The soldier waited anxiously as he heard steps ring out in the hallway beyond the door. The steps stopped just before the door and the soldier heard the latch turn loudly in his ears. His heart pounded in his chest. The door swung open and a young woman greeted the soldier. He smiled widely but didn't say anything. The woman stood for a moment with her hand poised on the door's handle. She then let out a joyous cry and wrapped her arms around the solder's shoulders. The soldier almost toppled back as his crutch slid out form under his arm. The young woman caught him with a laugh and looked down. Her mood sobered upon seeing the solder's missing leg.

"Aren't you a mess," she said as she forced a smile. The solder didn't laugh. He looked down to his missing leg and pushed back the memories of the battle field. As he looked up he noticed that his wife's belly bulged under her blouse.

"You-you're pregnant?" the soldier stuttered out. All of the horrific images floating through his head were replaced by images of a sweet little girl playing in the front yard. The young woman nodded and smiled widely with pride. She took the soldier's hand in hers and pressed it to her belly. "We're going to be parents," she said softly. "You're going to be a father."

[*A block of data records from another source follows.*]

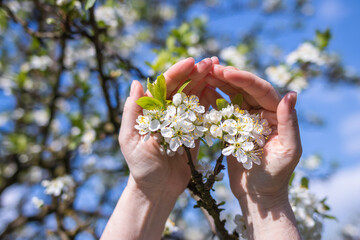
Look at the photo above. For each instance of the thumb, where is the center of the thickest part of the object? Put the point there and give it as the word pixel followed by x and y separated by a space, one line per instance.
pixel 288 127
pixel 131 111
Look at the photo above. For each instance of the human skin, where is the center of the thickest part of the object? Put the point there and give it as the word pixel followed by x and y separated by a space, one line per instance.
pixel 263 191
pixel 155 180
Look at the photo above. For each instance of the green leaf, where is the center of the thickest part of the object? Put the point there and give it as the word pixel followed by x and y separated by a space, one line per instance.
pixel 150 87
pixel 291 178
pixel 149 103
pixel 160 89
pixel 305 182
pixel 322 38
pixel 184 86
pixel 329 217
pixel 221 103
pixel 89 4
pixel 238 100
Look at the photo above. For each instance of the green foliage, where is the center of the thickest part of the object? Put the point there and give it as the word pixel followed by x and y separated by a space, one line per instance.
pixel 322 39
pixel 305 182
pixel 89 4
pixel 184 85
pixel 221 103
pixel 149 103
pixel 238 100
pixel 291 179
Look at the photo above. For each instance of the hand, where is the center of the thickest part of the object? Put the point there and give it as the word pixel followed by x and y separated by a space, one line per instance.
pixel 153 172
pixel 262 191
pixel 155 180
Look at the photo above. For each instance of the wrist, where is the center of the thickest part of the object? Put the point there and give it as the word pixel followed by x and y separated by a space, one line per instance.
pixel 150 193
pixel 139 214
pixel 269 216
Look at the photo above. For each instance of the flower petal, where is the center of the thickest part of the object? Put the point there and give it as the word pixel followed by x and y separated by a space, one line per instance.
pixel 154 125
pixel 167 132
pixel 227 151
pixel 175 144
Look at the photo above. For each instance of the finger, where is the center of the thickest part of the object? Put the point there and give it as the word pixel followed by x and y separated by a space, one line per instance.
pixel 288 127
pixel 177 73
pixel 234 168
pixel 261 90
pixel 131 111
pixel 227 89
pixel 200 70
pixel 269 116
pixel 215 59
pixel 208 97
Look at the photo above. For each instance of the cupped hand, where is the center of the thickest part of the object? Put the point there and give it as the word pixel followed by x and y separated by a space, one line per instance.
pixel 282 150
pixel 152 171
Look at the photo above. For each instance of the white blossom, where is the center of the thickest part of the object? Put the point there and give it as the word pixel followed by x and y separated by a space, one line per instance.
pixel 40 62
pixel 232 55
pixel 240 226
pixel 38 203
pixel 280 75
pixel 40 116
pixel 306 52
pixel 61 186
pixel 308 211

"I'm going to be a father," the soldier echoed softly. He looked into his wife's dazzling brown eyes; he felt her swollen belly, he smelled her sweet perfume and could hear the soft violin music playing on the radio in the living room. It was all like a dream that he never again had to wake up from. The soldier had woken up once, reality had been harsh and uncaring, but here, returning to the dream he should have never left, the world was bright and kind. "Have you thought of any names?" the soldier asked as tears welled up in his eyes.

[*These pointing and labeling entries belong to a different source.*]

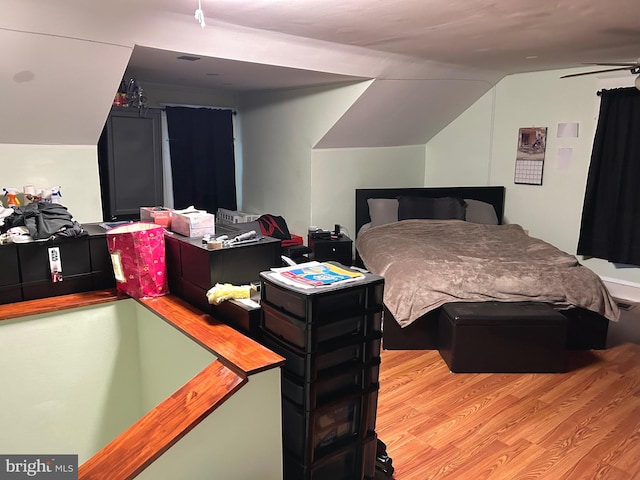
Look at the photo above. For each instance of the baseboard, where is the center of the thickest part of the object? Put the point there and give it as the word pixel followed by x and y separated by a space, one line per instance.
pixel 623 289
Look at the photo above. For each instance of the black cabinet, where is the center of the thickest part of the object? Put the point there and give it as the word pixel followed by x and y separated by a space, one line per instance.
pixel 26 270
pixel 130 162
pixel 336 249
pixel 193 268
pixel 10 288
pixel 330 338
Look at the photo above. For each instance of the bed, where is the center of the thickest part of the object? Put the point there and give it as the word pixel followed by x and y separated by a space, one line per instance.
pixel 447 244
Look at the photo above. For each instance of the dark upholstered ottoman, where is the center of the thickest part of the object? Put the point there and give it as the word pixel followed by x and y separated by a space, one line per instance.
pixel 483 337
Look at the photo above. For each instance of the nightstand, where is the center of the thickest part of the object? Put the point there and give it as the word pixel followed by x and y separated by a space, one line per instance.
pixel 335 249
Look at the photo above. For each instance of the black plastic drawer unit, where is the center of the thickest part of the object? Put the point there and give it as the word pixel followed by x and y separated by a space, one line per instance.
pixel 332 383
pixel 311 434
pixel 330 338
pixel 309 336
pixel 355 351
pixel 312 304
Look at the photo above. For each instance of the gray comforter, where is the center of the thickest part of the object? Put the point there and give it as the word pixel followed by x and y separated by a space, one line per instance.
pixel 427 263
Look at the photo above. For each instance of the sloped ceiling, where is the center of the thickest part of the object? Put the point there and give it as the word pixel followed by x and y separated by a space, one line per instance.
pixel 62 61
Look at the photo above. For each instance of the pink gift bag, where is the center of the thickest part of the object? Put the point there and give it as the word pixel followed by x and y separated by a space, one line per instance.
pixel 138 257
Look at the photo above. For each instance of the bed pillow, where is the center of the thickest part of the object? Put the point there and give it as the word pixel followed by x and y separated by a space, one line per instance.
pixel 481 212
pixel 383 210
pixel 443 208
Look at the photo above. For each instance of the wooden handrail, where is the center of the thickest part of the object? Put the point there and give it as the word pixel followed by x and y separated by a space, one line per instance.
pixel 142 443
pixel 137 447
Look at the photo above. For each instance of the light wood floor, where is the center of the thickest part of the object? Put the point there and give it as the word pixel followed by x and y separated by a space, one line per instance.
pixel 583 424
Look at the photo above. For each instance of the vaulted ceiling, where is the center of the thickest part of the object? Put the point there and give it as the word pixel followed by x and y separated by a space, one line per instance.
pixel 64 59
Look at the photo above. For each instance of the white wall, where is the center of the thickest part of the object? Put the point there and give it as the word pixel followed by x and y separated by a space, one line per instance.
pixel 279 130
pixel 241 440
pixel 336 173
pixel 70 380
pixel 73 381
pixel 461 155
pixel 74 168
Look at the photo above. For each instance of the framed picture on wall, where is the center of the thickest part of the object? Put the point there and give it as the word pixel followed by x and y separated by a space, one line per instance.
pixel 532 143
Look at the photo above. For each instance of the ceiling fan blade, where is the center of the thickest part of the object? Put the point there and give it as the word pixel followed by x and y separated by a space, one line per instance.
pixel 615 64
pixel 597 71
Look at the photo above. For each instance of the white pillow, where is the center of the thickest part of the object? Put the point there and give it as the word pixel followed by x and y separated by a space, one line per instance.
pixel 382 210
pixel 480 212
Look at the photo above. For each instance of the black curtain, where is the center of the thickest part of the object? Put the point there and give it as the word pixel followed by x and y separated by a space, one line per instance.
pixel 610 226
pixel 202 158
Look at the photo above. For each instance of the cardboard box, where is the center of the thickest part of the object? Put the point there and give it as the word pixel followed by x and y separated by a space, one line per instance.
pixel 159 215
pixel 193 224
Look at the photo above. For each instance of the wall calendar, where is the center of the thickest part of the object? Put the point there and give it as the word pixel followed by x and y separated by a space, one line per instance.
pixel 532 143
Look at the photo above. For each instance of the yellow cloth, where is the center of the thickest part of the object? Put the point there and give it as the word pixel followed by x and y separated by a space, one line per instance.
pixel 224 291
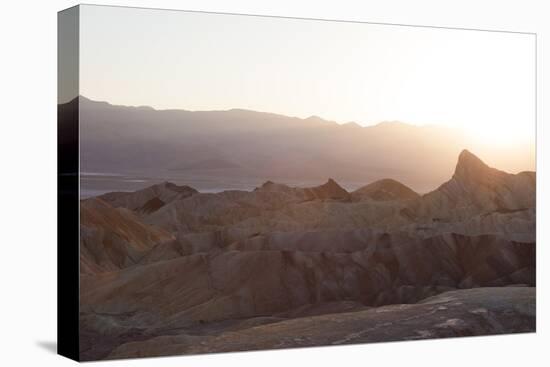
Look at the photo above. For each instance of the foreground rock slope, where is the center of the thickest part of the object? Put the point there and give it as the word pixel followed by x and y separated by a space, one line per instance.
pixel 171 270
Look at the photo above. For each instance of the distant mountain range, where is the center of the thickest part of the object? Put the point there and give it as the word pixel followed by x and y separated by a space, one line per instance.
pixel 240 143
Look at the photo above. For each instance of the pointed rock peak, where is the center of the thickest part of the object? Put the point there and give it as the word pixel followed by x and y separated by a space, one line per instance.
pixel 469 165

"Hope," the young woman said, "I'm going to name her Hope."

"And you're certain it will be a girl?" the soldier said with a chuckle.

"Call it a mother's intuition," the young woman said. The soldier couldn't hold it back any more. He collapsed on the porch and burst out crying. The tears streamed down his face and fell to his shirt with soft taps. They carried away the stress and horror of reality, they cleared his mind until all he could envision was his wife holding a small baby girl in her arms. Hope. The young woman wrapped the solder in her arms and began to sing softly. The soldier continued to cry. He had returned to the dream, and he was never again going to wake up.